Angie took self-exploring to the next level. She went out of her comfort zone trying loads of new things to find her passion. She practiced yoga, resumed diving (talk about an advanced certification), kite-surfed, went on adventures and even tried art-therapy. She continued to pursue the activities she enjoyed and ditched the ones she liked less. She focused solely on herself trying to find her own happiness and internal peace, and enjoy her own company. But our favorite part here is the art therapy! Angie went to workshops to draw and paint. It wasn’t actually a specific art therapy workshop, but it was in itself art therapy for her. She even showed us some of her pieces, and naturally we loved them. They express exactly what she went through and how she felt.

So, go out there and try dozens of new things. Find your passion t. everything adds up and every experience you go through is an added value to you, if not now, then later. It is never too late to try new things. You can start at any age to do what you love, shift careers, or start a business, etc.


5) It’s all in your head

It really is. You are the only one who can empower yourself, or put yourself down. You can build your self or bury it. Learn to love yourself confidently and unconditionally. Explore new things and be true to yourself, embrace who you really are and don’t apologize for it.

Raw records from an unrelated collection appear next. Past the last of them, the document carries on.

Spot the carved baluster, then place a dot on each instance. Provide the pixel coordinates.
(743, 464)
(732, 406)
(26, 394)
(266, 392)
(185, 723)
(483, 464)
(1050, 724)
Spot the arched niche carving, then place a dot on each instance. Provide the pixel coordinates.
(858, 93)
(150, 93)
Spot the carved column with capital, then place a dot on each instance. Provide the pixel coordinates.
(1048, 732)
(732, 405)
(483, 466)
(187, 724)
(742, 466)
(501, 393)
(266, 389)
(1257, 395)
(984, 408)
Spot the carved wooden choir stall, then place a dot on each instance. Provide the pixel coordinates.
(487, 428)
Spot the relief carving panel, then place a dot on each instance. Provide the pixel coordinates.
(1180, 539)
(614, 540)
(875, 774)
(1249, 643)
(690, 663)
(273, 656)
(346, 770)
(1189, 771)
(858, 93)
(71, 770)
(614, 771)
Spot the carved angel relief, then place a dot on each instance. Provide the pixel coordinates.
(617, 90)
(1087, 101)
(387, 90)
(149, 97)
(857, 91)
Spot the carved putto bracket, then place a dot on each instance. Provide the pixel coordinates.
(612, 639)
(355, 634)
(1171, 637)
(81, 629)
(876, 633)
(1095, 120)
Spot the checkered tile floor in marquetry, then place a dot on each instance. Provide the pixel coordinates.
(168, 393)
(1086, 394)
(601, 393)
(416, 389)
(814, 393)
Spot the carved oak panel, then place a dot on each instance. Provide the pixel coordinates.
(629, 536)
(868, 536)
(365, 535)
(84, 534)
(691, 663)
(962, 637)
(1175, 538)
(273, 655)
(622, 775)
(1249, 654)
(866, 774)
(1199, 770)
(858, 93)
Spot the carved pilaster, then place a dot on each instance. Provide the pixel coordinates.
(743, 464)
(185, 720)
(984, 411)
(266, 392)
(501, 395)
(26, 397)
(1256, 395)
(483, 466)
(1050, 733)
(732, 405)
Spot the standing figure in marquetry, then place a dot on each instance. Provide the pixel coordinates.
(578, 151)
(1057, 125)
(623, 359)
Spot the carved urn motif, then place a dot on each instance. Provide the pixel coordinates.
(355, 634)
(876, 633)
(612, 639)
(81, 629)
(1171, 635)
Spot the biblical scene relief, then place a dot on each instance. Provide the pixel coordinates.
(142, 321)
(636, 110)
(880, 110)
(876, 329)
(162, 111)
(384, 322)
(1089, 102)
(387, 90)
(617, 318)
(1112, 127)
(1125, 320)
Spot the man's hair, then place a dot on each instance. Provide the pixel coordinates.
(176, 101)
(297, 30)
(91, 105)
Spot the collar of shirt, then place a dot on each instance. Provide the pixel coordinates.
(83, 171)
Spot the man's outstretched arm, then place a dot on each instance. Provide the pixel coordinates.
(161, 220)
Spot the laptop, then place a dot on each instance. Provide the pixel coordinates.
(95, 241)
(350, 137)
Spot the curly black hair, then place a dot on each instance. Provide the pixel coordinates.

We were really curious to know the turning point in Angie’s healing process. But, to our surprise, Angie told us there wasn’t one. She said it might have taken her a year or more to heal, but she didn’t know when it happened, and at some point, she felt she was ready. She went back to work after turning down a lot of tempting projects and offers, and things fell into place with her son, family, and friends. Angie still practices some of the habits she developed and enjoyed until now, like diving, working out and detoxing. She tries to keep it up. She says she currently doesn’t have the time to go to the art classes regularly but tries to make it to some workshops every now and then.


With the interview over we wanted to know how Angie’s life was going and here’s what she had to say: “I feel great. I’m happy. My relationship with my son, family, and friends is really stable now. I’m blessed. I don’t look back. I feel it’s never too late for anyone, including myself, to take any major step in their lives, as long as one realizes what they want and can do. I’m looking forward to embracing my new life and expanding my business.  I aim for more success in my work because it’s my passion.

I’m not criticizing marriage or saying that divorce is good. My message is that if you went through a divorce, there’s a lot you can do to rebuild yourself and heal. Just start working on yourself and you’ll see how capable you in fact are.

And here’s a quote that I really like and believe in “The healer you have been looking for is your own courage to know and love yourself completely” – Yung Pueblo”


Oh, Angie! You really are an inspiration. Here in our office, we have the single, married, divorced and it’s-complicated, and we’ve all benefited from your story. And no matter where you are in life now, we’re sure you will too.